The summer is officially more than half over, writers, so it’s time for a little tough love. At the beginning of the summer, we make excited plans for all the things we want to accomplish, all the fun we want to have, all the books we want to read; but around about this time is usually when I start to feel panic creeping in. The summer’s half gone! How did this happen? How can I accomplish what I want to accomplish?
If you’re prone to midsummer panic the way I am, the first thing to do is to take a deep breath and take stock of what you’ve actually done. It may be more than you thought. So take an hour or even a whole afternoon and look back on what actually happened. What writing have you gotten on the page? What notes have you taken? What editing have you done? What ideas have you brainstormed?
Life isn’t only writing, though. Allow yourself to take stock of what other events have filled your summer. What activities have you done? What trips have you taken? What plans have you made? Which friends have you seen? All of these things are good for us, and good for our writing. One good gauge of whether you’re having all the adventures you intended is looking back through your camera’s memory. I usually start to get concerned if the most recent pictures are just of my cats in silly poses.
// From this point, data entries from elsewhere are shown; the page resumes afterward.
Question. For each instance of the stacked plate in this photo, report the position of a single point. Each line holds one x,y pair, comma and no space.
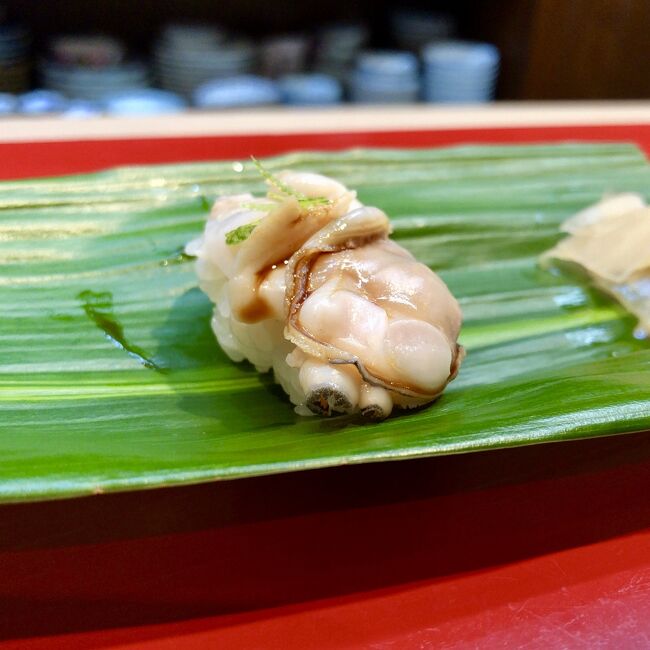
460,72
337,48
84,82
188,56
14,59
385,77
313,89
412,29
237,92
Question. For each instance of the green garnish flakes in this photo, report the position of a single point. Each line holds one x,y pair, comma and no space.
238,235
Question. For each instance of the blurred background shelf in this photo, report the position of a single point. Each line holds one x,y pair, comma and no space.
540,49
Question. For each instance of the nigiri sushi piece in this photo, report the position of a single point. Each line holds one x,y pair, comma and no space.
306,283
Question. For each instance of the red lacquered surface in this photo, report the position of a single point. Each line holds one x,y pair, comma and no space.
52,158
539,547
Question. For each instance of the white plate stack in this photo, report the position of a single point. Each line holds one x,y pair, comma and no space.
412,29
460,72
14,59
187,56
385,77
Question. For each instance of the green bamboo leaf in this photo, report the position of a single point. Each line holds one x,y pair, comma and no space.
110,378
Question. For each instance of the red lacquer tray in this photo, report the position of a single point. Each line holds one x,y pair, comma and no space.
539,547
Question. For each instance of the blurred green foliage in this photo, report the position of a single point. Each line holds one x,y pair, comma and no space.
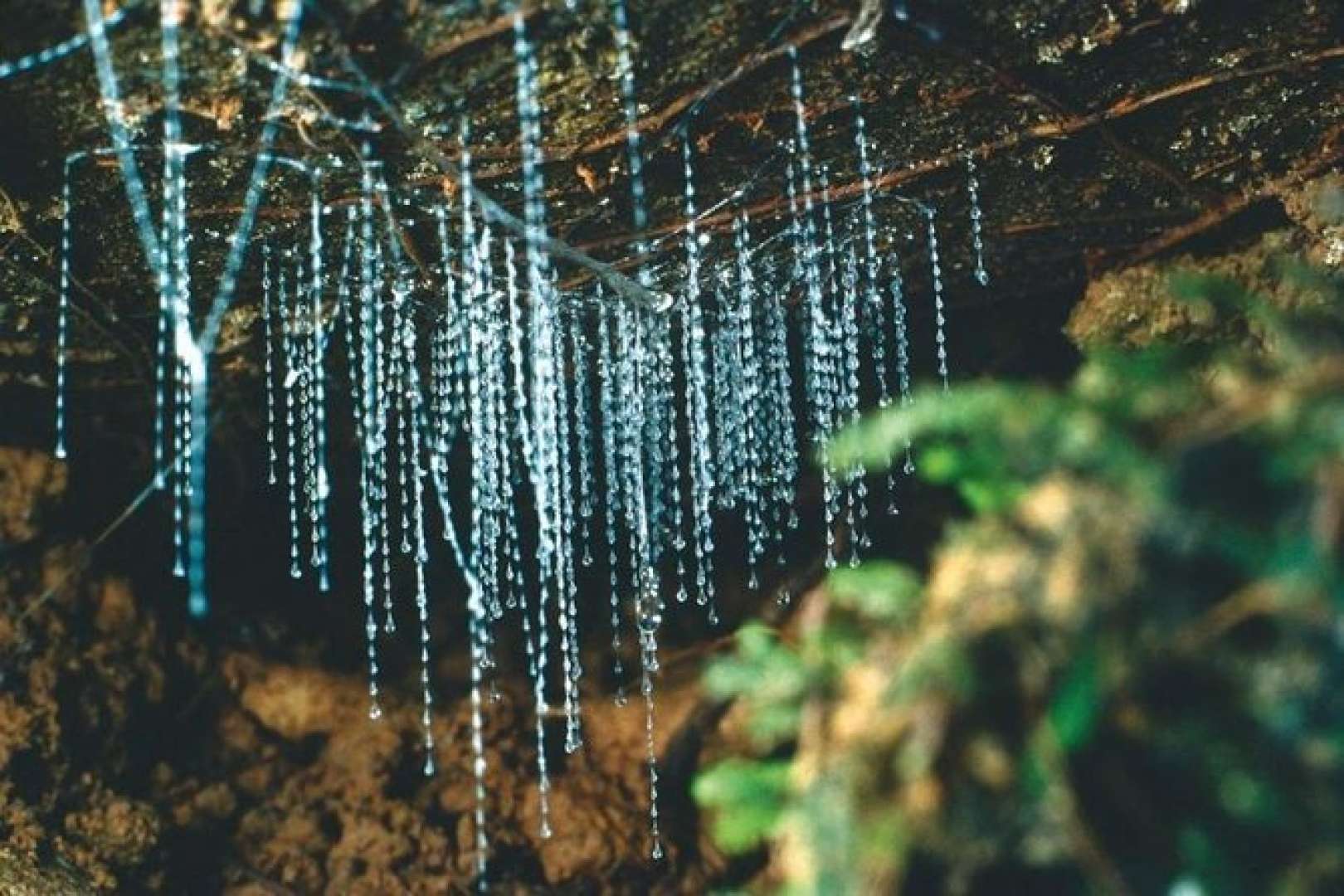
1122,670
If there are photos of other people and places, I’m happier.
Re-evaluate your goals and make some new ones.
Maybe you’re like me and after this taking stock, you’re not happy with what you’ve accomplished. Don’t panic — there’s still time to make this a busy, productive summer. Take a look at your original goal list and see if there’s anything you can jettison, anything that doesn’t seem quite so valuable anymore. Whittle down your list to the few items that you won’t feel productive without having accomplished. Circle them. Post them on the wall in front of your desk. Write them on post-its and stick them to your computer. This is your new focus; this is the rest of your summer.
All the plans and post-its in the world still won’t get you to write that novel chapter, or force you to sit in your chair and brainstorm. That part is going to be up to you. But if you build these things into your schedule, it will be harder to avoid. Instead of starting slow in the mornings with internetting, for example, try banning the internet until you have written a page. Or don’t let yourself eat lunch until you’ve accomplished some small goal. Don’t allow the tv-watching in the evening unless you’ve done something else. Plan to read a chapter a day of that big old novel you meant to read. Only you can be your own cop, so be ruthless. Don’t let yourself get away with murder.
Remember the imperative!
Just remember the urgency of the moment. You don’t want to arrive at Labor Day and discover you’ve accomplished nothing. There is something at stake here, and it’s your own sense of pride and accomplishment!